The opposition leader was in Mandeville for the constituency conference of Central Manchester JLP caretaker Sally Porteous, who is to challenge the ruling People’s National Party’s (PNP’s) Vando Palmer in the upcoming elections. The seat is being vacated by the PNP’s John Junor, who will retire from representational politics come the parliamentary elections which are constitutionally due next year.
Such was the magnitude of Simpson Miller’s popularity when she took over leadership of the PNP and the government in late March following the retirement of her predecessor P J Patterson that it was widely expected that she would go to the polls this year.
However, a number of setbacks, not least among them the Trafigura scandal involving the PNP’s acceptance of a $31 million ‘gift’ from the Dutch oil trader Trafigura, which has a contractual arrangement with the Jamaican government to collect and re-sell Nigerian oil, have triggered a rethink for many analysts.
The delay – sometimes made worse by open quarrels and fractiousness – in finalising candidates for a number of constituencies has also been a source of great concern for the PNP. The ruling party is still to finally determine candidates for about 10 seats in the 60-seat House of Representatives.
But it is the Trafigura affair which was first made public by Golding earlier this month that has provided the biggest headache for the Simpson Miller administration. The impact has been such that the man at the centre of the ‘gift’ arrangement, Colin Campbell, was forced to resign as Information Minister and PNP General Secretary. As a result, some analysts have been anticipating that the Prime Minister would delay going to the polls until after the ICC Cricket World Cup in March and April, thereby giving her party time to repair the damage.
But according to Golding, elections were now likely before year-end because “there is a view that is now gaining greater currency within the government and within the People’s National Party that the longer you wait the worse it is going to be and there is a view that is being expressed with . persuasive authority that you better call it quick before it gets worse”.
As a result, he said, he was passing on the message to his party organisation that if there was anything left that needed to be done before the elections, it should be done “quickly”.

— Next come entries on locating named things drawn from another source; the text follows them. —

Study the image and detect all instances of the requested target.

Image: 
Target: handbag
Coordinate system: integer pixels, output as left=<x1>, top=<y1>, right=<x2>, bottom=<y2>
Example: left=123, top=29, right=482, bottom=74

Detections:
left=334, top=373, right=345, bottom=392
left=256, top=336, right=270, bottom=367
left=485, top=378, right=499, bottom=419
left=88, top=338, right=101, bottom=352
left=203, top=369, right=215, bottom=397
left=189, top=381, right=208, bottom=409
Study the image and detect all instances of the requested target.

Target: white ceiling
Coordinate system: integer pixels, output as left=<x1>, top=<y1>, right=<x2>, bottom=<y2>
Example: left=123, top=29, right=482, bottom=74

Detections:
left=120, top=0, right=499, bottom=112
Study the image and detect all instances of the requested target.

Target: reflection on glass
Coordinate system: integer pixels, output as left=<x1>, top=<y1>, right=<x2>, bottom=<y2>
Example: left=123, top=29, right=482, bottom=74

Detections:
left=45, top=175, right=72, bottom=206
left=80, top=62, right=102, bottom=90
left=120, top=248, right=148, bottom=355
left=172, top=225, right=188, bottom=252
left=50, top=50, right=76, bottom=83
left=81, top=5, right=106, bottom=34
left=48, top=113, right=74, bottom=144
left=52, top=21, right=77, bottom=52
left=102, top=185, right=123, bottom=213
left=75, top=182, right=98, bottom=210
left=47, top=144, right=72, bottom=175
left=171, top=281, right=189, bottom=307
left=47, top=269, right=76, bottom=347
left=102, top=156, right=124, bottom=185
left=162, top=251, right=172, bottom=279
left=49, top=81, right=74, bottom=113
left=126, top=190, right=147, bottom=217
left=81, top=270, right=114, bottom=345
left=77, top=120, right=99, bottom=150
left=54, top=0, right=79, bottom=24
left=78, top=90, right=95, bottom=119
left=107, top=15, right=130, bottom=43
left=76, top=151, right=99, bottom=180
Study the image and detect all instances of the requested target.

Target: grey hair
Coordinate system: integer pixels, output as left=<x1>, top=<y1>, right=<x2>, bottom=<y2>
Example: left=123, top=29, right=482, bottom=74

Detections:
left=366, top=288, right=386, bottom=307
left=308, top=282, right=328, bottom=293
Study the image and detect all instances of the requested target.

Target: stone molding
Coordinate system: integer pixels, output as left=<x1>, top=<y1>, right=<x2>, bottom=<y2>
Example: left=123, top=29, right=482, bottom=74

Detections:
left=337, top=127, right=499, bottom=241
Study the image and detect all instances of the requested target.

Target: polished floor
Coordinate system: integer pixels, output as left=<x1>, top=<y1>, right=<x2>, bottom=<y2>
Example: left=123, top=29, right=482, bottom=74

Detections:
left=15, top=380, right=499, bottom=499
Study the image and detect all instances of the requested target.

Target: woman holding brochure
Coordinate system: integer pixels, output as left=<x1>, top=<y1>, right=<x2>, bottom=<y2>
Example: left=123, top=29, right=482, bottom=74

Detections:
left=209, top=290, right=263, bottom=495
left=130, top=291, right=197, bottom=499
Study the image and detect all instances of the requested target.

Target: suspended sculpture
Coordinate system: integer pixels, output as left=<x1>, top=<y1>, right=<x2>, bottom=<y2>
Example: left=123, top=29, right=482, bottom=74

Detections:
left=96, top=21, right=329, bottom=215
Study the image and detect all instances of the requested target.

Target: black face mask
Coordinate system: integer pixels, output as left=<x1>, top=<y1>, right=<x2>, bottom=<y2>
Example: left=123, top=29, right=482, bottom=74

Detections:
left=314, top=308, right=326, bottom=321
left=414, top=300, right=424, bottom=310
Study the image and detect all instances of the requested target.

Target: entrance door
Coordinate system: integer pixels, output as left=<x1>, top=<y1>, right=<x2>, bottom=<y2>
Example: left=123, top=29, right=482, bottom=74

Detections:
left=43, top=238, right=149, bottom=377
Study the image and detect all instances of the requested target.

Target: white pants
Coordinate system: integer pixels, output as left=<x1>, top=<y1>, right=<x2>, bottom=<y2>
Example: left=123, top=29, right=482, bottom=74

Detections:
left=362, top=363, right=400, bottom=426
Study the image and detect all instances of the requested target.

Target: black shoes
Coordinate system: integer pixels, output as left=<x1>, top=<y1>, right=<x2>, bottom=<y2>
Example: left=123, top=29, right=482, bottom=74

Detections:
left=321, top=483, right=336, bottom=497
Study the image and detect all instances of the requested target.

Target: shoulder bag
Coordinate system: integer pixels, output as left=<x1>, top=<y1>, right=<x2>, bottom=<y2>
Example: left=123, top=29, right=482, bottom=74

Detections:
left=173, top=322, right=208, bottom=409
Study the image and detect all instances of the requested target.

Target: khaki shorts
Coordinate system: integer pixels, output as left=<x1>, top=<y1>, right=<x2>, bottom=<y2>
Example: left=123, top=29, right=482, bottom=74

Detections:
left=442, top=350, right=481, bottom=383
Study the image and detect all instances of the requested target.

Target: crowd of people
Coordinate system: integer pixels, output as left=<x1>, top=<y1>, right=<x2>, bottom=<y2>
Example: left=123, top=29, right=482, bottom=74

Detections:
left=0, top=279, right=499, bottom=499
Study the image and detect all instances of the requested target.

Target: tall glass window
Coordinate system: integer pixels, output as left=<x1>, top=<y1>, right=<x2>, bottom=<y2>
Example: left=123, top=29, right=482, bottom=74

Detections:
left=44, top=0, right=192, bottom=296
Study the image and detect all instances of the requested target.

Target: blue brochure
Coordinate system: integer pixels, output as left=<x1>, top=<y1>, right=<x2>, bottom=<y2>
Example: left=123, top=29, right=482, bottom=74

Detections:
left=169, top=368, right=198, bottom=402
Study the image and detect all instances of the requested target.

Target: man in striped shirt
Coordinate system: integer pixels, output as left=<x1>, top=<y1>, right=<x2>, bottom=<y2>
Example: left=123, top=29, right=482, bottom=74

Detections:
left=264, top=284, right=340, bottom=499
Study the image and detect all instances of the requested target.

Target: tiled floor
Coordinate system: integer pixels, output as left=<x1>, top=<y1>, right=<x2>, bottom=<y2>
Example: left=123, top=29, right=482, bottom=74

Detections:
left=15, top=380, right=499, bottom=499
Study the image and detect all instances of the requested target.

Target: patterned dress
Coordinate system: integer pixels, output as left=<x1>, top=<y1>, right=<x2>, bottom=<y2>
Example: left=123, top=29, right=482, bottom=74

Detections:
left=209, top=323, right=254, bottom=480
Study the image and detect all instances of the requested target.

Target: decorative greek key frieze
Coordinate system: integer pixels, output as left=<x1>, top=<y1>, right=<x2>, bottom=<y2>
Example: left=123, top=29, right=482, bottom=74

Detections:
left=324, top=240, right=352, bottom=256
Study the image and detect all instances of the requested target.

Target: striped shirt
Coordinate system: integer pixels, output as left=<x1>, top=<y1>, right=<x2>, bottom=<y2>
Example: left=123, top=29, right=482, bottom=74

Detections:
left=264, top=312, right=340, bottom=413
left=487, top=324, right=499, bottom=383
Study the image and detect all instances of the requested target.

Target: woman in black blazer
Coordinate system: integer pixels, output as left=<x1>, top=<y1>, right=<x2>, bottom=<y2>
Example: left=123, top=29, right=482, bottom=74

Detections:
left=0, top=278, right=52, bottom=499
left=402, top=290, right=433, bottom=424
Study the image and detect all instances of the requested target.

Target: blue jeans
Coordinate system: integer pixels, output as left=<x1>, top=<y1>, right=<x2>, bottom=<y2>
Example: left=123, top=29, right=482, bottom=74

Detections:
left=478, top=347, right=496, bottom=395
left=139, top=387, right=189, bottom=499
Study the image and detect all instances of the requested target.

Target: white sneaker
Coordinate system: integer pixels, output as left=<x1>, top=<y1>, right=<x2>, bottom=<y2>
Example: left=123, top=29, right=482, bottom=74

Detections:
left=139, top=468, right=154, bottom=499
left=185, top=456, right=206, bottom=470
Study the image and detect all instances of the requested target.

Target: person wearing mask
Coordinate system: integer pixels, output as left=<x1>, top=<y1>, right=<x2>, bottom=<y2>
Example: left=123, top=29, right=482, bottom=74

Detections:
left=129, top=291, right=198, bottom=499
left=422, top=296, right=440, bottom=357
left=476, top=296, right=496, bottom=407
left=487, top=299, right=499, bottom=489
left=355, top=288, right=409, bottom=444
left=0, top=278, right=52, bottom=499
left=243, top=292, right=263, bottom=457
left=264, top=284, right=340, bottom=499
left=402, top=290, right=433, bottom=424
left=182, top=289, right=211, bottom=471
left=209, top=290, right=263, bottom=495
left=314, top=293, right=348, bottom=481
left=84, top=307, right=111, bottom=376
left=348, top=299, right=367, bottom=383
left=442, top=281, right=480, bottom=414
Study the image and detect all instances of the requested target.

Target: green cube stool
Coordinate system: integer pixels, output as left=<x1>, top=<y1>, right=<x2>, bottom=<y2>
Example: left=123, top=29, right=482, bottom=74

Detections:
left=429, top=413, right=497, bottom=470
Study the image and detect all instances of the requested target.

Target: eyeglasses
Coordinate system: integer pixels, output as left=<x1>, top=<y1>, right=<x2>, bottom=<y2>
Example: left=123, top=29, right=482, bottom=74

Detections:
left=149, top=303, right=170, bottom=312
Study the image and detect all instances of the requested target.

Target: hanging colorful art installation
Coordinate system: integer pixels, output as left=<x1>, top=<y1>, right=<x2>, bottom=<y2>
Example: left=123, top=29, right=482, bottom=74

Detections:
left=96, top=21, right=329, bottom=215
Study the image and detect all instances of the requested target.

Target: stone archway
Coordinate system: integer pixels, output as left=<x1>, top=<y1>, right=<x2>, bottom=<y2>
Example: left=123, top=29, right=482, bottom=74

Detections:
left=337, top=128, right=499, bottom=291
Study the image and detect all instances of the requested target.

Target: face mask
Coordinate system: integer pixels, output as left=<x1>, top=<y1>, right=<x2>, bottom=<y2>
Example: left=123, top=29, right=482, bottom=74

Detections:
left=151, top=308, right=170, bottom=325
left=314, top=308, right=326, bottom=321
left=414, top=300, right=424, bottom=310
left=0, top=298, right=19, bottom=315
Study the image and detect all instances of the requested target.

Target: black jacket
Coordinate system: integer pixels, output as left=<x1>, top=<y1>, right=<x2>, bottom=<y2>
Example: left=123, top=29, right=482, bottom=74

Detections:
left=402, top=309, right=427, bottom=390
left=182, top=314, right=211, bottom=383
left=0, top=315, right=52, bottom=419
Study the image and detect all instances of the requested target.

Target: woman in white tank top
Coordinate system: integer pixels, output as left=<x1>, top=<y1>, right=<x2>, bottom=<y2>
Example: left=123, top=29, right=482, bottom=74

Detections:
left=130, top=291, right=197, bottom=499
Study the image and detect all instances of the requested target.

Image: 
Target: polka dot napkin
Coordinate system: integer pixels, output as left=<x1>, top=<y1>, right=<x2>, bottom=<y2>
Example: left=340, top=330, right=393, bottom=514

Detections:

A confident Golding declared that he was “looking forward to these elections” because of a sense he had picked up on the campaign trail of “an anxiety, a hope, an impatience, a yearning for a government that has the kind of vision that is inclusive, that creates space for everybody, that point people forward”.
The mission for the JLP, he said, was not just to win the election and take political power, but to build a revolution that would change forever, the way politics is conducted and the way government is run.
He claimed that the Memorandum of Under-standing (MOU) on the basis of which he returned to the PNP in 2002 after leaving in the ’90s to form the National Democratic Movement (NDM) was “alive and well”.
Among the changes that would be implemented should the JLP take power would be a fixed election date and a special prosecutor to investigate fraud and corruption involving public and elected officials, he said. In the same way petty thieves were sent to jail, so too should highly placed officials when found guilty of robbing the public purse, Golding said.
He repeated that a government run by him would find $500 million annually to make high school education tuition-free for all and $1.6 billion would be found to abolish user fees in the public health system. Money would also be budgeted to ensure the maintenance of infrastructure in each of the 60 constituencies.
Building on a theme that was carried by speakers before him, Golding claimed Simpson Miller had lost control of the government. In fact, he said, there were members of the government who were “not even talking to each other”.
He claimed that Simpson Miller had “nobody to blame but herself” after failing to take proper control of the reins. He suggested that the prime minister had been dreaming of taking on the top job for 20 years, but now that she had it, she did not know what to do.